Phenazine methosulfate (PMS) has been successfully used to mediate electron transfer from NADH to cytochrome P-450-CAM in the absence of putidaredoxin and putidaredoxin reductase under aerobic conditions. Identification and quantitation of exo-5- hydroxycamphor , the only product, has been accomplished by gas chromatography. In the absence of cytochrome P-450-CAM, or when other heme proteins (hemoglobin, myoglobin, horseradish peroxidase) are substituted for P-450-CAM, no exo-5- hydroxycamphor is detected. Product formation is not inhibited by the addition of catalase, superoxide dismutase, or hydroxyl radical scavengers; however, significant inhibition is observed with carbon monoxide and metyrapone, known inhibitors of the fully reconstituted P-450 system.
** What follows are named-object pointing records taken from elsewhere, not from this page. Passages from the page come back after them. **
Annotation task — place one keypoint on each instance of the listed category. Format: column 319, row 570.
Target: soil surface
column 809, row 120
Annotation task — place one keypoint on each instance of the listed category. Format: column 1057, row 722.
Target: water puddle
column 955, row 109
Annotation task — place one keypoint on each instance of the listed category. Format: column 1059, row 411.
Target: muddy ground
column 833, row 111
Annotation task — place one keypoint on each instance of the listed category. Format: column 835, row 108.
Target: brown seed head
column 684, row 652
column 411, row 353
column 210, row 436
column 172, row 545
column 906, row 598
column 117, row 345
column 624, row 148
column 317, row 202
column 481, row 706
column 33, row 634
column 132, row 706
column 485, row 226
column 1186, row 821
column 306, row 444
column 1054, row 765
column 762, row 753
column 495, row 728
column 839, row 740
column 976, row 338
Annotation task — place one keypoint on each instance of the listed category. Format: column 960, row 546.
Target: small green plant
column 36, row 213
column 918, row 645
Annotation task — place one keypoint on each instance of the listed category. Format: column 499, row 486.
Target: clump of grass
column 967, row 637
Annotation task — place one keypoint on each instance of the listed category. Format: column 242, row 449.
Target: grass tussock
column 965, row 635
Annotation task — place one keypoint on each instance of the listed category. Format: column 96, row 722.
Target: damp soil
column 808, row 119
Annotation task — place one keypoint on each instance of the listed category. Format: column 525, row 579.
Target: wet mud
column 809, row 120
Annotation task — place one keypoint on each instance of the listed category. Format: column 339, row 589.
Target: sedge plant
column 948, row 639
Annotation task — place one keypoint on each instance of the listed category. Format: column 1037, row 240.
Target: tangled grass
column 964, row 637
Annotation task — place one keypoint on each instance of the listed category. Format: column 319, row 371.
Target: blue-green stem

Addition of 2,3-dimercaptopropanol to the NADH/PMS/P-450 system leads to a 4-fold increase in product formation; when putidaredoxin is added (without dimercaptopropanol), a 20-fold increase in product formation is observed. Constant bubbling with oxygen results in a further increase in the amount of product (150-fold increase overall). Our results show that PMS can substitute for the electron-transfer proteins putidaredoxin and putidaredoxin reductase in the transfer of electrons from NADH to P-450-CAM, resulting in multiple turnovers. Molecular oxygen dependent multiple turnovers of cytochrome P-450 have not been previously observed without the fully reconstituted, three-protein system.